The primary difficulty in using resin systems is attaining complete and even placement of the chemicals in the formation. In lenticular formations, plastic placement may be uneven because of widely varying permeabilities, and some zones are likely to be untreated. These untreated intervals may break down during subsequent production, and the well will sand up. For this reason, plastic consolidation is suitable for interval lengths less than 10 to 15 ft. Longer intervals can be treated using packers to isolate and treat small sections of the zone at a time, but such operations are difficult and time consuming. Plastic consolidation treatments also do not perform well in formations with permeabilities less than about 50 md. Low permeabilities preclude injecting resins under matrix conditions and cause permeability reductions by the plastic that substantially reduce residual permeability (i.e., well productivity). The resins soften at a temperature greater than 255°F and may not provide sufficient strength at elevated temperature.
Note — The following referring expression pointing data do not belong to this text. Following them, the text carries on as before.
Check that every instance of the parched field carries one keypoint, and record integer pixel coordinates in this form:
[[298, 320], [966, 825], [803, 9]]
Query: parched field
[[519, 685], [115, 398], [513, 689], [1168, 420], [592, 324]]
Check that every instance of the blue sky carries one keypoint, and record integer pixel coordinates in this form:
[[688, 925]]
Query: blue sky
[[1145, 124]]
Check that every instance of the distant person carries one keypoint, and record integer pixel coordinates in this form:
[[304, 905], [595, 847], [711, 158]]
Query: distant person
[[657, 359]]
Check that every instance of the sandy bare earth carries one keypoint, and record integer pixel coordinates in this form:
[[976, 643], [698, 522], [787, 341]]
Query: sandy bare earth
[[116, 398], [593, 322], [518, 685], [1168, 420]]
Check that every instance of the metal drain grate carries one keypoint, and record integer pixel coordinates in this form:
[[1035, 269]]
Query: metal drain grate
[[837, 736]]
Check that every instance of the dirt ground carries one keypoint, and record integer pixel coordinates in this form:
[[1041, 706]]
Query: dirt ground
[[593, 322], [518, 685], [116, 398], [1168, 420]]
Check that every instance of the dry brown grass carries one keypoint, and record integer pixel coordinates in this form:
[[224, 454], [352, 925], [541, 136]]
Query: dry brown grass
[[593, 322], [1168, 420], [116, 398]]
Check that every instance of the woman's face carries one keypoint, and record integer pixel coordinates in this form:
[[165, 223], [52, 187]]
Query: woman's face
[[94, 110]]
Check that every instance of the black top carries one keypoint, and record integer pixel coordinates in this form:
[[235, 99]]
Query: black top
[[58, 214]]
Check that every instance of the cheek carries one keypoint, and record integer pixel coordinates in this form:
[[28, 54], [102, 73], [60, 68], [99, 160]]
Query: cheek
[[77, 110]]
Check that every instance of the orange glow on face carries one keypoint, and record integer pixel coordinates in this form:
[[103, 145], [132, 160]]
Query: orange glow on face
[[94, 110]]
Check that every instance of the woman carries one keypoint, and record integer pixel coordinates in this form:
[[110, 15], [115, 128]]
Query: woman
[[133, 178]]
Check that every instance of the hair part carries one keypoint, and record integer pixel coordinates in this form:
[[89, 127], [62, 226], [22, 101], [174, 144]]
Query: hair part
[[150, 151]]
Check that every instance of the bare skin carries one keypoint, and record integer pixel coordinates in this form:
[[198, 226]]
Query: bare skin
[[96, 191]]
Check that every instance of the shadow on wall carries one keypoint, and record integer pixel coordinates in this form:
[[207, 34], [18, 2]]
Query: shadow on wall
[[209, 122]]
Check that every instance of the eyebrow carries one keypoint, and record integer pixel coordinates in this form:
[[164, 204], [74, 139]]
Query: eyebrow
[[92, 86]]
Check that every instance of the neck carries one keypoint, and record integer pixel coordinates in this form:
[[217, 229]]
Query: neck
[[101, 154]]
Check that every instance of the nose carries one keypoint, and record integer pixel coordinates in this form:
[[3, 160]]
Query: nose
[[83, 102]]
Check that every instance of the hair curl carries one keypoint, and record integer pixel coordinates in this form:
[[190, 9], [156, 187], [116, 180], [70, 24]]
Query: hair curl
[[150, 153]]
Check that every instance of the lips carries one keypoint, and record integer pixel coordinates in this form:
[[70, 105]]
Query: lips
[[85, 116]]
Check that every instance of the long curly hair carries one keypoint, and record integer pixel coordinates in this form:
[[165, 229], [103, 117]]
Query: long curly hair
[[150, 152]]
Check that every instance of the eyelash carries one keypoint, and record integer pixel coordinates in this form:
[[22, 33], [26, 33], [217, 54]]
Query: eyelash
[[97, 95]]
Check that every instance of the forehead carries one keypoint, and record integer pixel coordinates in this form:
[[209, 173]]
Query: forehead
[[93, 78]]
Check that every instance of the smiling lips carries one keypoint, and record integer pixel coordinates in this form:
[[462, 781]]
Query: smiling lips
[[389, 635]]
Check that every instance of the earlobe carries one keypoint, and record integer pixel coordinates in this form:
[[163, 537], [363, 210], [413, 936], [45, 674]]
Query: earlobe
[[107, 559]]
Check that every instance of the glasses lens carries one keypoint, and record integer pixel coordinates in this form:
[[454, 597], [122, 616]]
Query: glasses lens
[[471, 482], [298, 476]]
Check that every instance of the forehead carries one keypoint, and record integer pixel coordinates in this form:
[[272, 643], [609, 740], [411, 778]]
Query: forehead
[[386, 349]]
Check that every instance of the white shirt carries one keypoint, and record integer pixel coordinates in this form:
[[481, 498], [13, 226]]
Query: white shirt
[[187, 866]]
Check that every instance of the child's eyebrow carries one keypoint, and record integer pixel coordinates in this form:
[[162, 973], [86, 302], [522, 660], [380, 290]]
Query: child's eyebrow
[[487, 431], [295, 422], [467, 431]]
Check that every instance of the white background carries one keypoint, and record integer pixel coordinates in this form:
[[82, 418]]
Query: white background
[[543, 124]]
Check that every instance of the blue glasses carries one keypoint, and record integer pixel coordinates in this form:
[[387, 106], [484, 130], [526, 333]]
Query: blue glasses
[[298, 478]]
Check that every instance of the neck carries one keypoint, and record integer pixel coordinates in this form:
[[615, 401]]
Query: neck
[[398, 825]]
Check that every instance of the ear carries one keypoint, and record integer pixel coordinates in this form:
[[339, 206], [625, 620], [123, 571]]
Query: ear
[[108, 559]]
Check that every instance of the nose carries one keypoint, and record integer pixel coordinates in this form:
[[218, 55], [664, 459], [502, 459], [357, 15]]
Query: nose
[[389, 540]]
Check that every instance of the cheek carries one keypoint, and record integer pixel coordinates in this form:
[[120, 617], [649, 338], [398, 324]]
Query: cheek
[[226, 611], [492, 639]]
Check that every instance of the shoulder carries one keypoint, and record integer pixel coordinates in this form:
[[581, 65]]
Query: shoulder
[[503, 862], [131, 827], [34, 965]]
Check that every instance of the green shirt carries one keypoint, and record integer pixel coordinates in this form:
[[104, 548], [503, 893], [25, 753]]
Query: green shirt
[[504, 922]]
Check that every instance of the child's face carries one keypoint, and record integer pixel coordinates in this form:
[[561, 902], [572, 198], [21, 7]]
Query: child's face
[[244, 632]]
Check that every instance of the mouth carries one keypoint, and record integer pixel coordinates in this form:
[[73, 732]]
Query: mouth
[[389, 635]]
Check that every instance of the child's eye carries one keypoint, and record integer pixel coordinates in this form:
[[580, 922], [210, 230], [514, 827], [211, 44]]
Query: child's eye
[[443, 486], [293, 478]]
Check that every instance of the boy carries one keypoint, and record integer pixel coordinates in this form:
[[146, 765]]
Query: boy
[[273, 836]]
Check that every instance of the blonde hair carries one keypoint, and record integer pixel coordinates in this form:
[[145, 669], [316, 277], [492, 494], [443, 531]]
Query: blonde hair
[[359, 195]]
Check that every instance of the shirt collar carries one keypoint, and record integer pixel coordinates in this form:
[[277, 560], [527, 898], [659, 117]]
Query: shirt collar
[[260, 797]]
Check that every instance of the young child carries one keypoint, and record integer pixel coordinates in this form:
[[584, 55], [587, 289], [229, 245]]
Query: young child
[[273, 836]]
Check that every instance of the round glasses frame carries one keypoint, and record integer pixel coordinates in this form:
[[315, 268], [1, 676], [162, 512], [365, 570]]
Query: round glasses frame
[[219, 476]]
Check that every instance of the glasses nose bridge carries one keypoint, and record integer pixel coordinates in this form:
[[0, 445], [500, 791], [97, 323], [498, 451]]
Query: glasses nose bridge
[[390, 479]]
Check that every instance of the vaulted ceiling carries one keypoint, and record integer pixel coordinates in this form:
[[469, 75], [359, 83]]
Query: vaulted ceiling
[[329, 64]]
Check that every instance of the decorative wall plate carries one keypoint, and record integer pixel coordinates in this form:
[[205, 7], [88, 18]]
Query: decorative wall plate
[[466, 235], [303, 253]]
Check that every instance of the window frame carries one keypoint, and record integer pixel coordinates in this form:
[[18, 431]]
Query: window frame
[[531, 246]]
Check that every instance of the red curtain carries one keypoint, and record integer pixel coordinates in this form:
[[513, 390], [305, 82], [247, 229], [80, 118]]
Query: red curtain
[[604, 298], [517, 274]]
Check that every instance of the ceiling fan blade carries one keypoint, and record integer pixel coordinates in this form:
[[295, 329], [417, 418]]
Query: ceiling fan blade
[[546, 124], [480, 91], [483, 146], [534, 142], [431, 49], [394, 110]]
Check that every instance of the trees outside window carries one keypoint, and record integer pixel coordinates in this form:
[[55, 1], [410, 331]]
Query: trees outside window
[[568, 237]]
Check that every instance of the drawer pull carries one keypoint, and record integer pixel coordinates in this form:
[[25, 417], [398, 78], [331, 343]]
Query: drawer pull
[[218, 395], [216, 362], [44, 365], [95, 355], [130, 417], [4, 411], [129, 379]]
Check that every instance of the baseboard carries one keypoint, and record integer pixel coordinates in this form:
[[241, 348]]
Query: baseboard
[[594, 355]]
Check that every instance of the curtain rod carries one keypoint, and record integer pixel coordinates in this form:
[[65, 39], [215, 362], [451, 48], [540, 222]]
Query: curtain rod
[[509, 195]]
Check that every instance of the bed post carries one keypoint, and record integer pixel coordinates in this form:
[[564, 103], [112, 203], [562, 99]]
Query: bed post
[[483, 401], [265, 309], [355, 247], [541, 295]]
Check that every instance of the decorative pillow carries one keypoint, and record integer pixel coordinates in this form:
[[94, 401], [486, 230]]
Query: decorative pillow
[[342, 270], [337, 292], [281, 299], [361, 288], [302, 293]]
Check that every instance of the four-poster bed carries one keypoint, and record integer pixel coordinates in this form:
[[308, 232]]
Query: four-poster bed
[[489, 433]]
Plastic consolidation was used extensively in the late 1950s through the mid-1970s in the Gulf of Mexico; however, this technique currently represents far less than 1% of all sand-control completions worldwide. The reasons for decreased usage include lack of suitable candidates, the placement difficulties already described, as well as tight regulations on the handling of the chemicals, which are generally quite toxic (with the furans being the least toxic of the three). These treatments tend to be costly. The main disadvantage of plastic systems in current operations is its high cost and limited completion interval length for an effective treatment, 15 ft or less. The latter excludes most wells. Because of its current limited use, service companies have difficulty maintaining trained crews.